We Have More To Worry About Than Samsung’s Smart TV Privacy Policy

The world has gone nuts today, over a story that says Samsung is spying on us in our living rooms via its Smart TV software. Lines have been drawn between a scary caveat in a privacy policy and George Orwell’s 1984, and we’re being warned about how we’re losing ourselves to technology all over again. Don’t be foolish, guys: your privacy vanished a long time ago.

In case you’re new to this story, here’s what happened earlier.

Over the weekend, someone spotted a clause in Samsung’s Smart TV privacy policy which stated that stuff you talk about in front of your TV gets sent to third parties to be stored and processed. Twitter users then compared the policy to an excerpt from George Orwell’s 1984, which freaked everyone right out.

Here’s the tweet:

And for those playing at home, here’s the full clause:

“You can control your SmartTV, and use many of its features, with voice commands. If you enable Voice Recognition, you can interact with your Smart TV using your voice. To provide you the Voice Recognition feature, some voice commands may be transmitted (along with information about your device, including device identifiers) to a third-party service that converts speech to text or to the extent necessary to provide the Voice Recognition features to you.
 
In addition, Samsung may collect and your device may capture voice commands and associated texts so that we can provide you with Voice Recognition features and evaluate and improve the features. Please be aware that if your spoken words include personal or other sensitive information, that information will be among the data captured and transmitted to a third party through your use of Voice Recognition.”

In layman’s terms, that means the Samsung Smart TV is listening to your voice and sending what it hears off to a “third-party provider” for processing — that third party is an intermediary service that figures out exactly what you said and converts it into data that the TV can use and act on. If you say “change to ABC News 24” to your TV (under the right circumstances), it will record that snippet of audio, transmit that to a third party, receive a data response, interpret that data, and then dutifully change your channel accordingly.
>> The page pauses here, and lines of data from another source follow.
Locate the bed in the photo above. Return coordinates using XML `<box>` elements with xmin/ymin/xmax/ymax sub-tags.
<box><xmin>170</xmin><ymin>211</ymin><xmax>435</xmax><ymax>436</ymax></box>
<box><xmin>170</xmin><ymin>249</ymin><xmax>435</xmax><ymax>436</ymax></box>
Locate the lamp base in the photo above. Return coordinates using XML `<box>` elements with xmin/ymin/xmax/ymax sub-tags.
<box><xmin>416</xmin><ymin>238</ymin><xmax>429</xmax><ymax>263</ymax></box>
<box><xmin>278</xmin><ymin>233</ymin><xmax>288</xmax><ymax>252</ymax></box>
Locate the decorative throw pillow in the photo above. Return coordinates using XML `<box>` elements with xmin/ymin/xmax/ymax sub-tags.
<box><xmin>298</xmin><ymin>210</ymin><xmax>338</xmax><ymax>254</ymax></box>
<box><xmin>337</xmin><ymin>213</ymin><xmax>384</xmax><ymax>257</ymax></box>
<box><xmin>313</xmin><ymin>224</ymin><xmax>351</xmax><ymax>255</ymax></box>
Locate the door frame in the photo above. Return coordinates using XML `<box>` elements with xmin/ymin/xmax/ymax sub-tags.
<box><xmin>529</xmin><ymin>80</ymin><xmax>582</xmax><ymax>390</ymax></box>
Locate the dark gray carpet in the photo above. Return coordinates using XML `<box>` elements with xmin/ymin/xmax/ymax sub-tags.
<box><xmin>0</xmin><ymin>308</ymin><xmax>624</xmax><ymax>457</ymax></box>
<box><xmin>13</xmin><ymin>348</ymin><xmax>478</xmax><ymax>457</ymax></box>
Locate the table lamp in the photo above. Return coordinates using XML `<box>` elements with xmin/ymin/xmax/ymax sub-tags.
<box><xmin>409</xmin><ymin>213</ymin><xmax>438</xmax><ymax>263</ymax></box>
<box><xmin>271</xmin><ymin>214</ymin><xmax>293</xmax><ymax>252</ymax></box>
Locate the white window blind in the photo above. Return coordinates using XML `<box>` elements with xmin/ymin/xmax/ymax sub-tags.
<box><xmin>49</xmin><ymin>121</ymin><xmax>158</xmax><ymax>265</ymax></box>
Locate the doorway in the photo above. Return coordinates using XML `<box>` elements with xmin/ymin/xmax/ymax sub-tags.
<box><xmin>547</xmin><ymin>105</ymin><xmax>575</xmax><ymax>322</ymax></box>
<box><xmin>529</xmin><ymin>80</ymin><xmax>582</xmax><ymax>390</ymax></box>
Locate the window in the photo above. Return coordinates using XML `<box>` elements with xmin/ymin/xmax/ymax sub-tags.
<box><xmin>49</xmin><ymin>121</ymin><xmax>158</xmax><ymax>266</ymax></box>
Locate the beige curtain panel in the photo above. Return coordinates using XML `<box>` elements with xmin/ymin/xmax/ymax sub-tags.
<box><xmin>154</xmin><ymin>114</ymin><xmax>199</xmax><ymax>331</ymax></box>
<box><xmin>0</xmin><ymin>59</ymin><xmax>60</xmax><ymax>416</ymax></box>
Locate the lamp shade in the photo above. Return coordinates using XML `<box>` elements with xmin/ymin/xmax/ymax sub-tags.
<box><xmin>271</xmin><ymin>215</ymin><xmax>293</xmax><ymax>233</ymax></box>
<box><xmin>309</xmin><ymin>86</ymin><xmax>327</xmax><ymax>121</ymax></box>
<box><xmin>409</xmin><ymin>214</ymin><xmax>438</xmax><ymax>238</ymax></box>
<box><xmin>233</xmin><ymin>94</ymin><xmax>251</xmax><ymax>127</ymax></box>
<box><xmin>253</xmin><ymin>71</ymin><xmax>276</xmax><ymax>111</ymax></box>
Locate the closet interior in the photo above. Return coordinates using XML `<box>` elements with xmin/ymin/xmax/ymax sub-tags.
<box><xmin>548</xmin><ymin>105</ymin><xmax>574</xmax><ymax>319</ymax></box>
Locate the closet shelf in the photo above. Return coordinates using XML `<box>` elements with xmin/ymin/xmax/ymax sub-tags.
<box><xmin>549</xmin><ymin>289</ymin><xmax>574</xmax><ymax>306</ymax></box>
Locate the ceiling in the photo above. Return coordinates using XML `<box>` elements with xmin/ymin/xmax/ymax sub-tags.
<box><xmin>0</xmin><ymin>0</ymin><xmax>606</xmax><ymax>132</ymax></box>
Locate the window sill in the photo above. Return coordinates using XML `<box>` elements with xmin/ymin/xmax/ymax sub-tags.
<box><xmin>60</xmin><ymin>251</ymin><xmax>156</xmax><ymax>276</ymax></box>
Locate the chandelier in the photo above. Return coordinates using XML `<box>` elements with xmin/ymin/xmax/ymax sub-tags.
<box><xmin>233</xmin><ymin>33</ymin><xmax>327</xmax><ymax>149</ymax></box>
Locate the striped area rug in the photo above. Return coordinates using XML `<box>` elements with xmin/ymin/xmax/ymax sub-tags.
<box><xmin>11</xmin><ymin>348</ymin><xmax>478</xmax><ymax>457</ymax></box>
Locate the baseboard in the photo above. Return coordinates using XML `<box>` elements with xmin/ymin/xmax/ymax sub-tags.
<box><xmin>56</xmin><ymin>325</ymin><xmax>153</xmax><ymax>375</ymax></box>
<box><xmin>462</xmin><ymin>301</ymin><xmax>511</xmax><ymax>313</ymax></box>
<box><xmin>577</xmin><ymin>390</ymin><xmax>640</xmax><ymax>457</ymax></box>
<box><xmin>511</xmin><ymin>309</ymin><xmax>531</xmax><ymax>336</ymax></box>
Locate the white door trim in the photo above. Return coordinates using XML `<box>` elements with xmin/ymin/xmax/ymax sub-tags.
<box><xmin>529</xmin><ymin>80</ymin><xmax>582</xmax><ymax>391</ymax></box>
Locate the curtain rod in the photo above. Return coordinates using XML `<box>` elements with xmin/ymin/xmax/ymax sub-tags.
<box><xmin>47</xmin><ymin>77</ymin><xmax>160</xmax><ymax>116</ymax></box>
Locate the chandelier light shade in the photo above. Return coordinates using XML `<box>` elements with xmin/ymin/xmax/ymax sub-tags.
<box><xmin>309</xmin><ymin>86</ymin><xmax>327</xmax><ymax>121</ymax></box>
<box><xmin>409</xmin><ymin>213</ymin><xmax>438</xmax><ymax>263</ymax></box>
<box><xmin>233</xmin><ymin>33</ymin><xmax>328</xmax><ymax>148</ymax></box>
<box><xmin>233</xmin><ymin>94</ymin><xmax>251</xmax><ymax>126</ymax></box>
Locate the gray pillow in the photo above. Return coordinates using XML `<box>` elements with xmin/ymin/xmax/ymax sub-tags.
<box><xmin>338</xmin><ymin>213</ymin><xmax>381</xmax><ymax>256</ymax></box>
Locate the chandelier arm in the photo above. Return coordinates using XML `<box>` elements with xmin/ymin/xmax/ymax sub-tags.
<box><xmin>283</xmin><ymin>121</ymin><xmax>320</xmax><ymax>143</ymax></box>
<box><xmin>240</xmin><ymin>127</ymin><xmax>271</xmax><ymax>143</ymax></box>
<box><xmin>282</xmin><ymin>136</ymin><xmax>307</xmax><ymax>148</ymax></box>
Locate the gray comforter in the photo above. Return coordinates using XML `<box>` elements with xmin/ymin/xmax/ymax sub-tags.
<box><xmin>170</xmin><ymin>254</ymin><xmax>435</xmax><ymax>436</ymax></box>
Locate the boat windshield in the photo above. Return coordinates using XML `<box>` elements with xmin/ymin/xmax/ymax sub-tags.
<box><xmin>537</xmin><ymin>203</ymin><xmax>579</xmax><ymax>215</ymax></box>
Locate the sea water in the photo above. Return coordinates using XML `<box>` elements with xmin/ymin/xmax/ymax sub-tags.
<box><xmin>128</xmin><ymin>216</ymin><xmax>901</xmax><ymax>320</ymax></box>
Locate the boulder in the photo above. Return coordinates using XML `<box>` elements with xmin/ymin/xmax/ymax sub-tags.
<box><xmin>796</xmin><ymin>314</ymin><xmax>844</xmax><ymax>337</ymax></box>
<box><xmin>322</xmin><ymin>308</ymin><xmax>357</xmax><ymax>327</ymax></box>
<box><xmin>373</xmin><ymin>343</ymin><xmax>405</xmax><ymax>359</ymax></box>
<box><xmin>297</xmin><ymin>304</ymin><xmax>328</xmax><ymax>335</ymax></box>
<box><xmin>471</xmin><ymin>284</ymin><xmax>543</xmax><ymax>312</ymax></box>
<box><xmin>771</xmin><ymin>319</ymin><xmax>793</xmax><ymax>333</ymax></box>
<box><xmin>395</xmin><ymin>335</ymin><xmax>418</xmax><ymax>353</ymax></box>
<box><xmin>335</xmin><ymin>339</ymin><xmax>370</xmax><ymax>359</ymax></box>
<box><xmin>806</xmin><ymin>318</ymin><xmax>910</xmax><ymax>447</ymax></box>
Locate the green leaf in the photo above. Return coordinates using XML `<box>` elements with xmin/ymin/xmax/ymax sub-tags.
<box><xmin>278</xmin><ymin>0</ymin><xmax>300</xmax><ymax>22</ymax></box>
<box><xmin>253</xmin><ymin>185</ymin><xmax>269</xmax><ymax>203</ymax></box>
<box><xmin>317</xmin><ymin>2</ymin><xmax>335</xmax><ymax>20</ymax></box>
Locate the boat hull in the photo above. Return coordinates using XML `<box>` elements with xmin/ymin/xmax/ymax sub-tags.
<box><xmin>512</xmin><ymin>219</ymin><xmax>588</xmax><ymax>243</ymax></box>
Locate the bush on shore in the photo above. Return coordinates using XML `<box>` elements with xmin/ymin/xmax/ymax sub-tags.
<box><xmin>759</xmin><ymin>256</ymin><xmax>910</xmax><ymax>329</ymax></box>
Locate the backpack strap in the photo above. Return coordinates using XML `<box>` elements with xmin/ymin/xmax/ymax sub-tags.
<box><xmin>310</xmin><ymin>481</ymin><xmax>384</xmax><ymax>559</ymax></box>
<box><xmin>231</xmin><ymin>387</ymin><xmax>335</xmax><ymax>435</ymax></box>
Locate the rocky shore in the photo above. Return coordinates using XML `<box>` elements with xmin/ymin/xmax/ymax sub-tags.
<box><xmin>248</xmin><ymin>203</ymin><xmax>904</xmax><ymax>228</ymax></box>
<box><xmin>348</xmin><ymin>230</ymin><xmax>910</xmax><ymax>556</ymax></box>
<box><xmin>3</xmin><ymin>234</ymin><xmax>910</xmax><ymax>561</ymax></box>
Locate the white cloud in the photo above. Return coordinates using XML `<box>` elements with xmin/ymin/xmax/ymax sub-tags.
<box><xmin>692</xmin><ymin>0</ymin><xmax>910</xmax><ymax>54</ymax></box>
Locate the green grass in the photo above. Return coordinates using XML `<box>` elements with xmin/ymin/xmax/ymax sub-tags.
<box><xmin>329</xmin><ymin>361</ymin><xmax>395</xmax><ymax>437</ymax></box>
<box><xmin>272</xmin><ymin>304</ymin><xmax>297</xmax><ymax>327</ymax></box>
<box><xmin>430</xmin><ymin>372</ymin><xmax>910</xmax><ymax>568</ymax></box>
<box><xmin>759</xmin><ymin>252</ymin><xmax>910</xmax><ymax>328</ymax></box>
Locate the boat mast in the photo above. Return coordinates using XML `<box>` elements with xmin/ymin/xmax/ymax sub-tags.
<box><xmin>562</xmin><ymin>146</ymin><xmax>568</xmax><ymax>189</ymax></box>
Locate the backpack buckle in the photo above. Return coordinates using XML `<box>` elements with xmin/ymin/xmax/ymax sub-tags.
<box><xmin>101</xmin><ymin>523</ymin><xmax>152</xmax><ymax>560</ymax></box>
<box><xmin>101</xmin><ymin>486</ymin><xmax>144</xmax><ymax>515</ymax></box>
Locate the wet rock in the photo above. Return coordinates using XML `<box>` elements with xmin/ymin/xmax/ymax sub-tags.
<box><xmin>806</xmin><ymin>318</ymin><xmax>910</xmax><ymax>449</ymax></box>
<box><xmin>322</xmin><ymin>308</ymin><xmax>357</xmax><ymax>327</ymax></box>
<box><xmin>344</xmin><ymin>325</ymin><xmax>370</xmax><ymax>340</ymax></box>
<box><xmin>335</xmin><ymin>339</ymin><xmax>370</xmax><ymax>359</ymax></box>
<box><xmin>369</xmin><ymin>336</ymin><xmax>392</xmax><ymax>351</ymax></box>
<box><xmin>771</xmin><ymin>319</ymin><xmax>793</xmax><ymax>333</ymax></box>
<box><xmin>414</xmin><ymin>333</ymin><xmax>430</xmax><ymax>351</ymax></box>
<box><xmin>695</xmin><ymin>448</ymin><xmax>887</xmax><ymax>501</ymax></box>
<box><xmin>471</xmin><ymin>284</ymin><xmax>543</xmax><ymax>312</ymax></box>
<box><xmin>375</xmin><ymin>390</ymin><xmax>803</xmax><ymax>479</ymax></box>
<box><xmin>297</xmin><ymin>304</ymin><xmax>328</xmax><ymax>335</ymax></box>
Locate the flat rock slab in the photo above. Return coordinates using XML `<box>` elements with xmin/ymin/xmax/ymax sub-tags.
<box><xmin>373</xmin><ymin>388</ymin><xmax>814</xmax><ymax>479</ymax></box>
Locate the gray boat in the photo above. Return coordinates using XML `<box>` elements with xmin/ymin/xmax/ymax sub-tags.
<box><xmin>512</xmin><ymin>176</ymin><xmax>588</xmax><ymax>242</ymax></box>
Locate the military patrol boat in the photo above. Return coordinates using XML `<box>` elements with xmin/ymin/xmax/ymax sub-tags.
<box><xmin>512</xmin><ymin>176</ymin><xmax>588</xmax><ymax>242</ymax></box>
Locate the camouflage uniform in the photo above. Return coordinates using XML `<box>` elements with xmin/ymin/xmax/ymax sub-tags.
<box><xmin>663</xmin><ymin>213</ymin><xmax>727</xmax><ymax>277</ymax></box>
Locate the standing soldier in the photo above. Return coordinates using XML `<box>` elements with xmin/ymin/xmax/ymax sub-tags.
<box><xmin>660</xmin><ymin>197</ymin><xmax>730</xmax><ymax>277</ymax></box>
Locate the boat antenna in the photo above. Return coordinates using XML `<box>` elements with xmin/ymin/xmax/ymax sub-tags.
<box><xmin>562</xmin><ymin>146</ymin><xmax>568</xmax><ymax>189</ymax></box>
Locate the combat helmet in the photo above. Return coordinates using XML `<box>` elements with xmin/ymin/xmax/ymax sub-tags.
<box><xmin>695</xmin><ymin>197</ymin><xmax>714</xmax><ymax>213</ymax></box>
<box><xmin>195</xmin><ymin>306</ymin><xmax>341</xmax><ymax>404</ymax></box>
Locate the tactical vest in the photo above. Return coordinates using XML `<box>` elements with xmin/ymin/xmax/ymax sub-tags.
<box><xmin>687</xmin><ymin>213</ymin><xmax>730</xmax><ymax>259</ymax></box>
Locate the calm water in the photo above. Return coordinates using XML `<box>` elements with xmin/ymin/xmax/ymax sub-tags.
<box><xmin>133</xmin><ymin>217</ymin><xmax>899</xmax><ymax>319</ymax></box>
As we pointed out yesterday, Samsung isn’t the only tech company that has this kind of clause in its privacy policy. LG has one too, and we went through a similar saga back in 2013 over its “eavesdropping” in the living room. Do you use Siri? She’s doing exactly the same thing.

I’m not about to defend these companies for their third-party data handling. LG has an ad unit on its old Smart TV dashboard that markets products to you, and services like Facebook and Twitter sell your data to advertisers as their primary business model. It’s how these companies make a large portion of their income. It’s happening everywhere, whether you know it explicitly or not.

Read more: Why Is My Digital Assistant So Creepy?

But then — that’s the whole point, isn’t it? We’re getting all bent out of shape about our TVs potentially spying on us when we willingly hand over much more personally identifiable and abstractly valuable data to services like Facebook, Twitter, Instagram, Apple, Google, Microsoft, Uber et al. We have much more to worry about than a poorly worded clause in a Samsung Smart TV usage policy.

What about the Federal Government’s proposed data retention program that would see all of our metadata sucked up in the name of national security? What about our smartphones tracking our location in the background for innocuous reasons? What about our transit cards that create a map of everywhere we’ve been for later use? What about all the terms and conditions documents you just mindlessly and habitually agree to when you’re installing new software?

All of these things have been happening for years, and it’s a simple and relatively innocuous terms and conditions document shared on social media — which also harvests your data, by the way — that gets our collective back up about privacy?

The reason people are freaking out about the Samsung privacy policy “issue” is not because they’re concerned about protecting their own privacy. It’s because it makes people realise their privacy was traded for convenience and flashy gadgets years ago, and they just clicked “Accept”.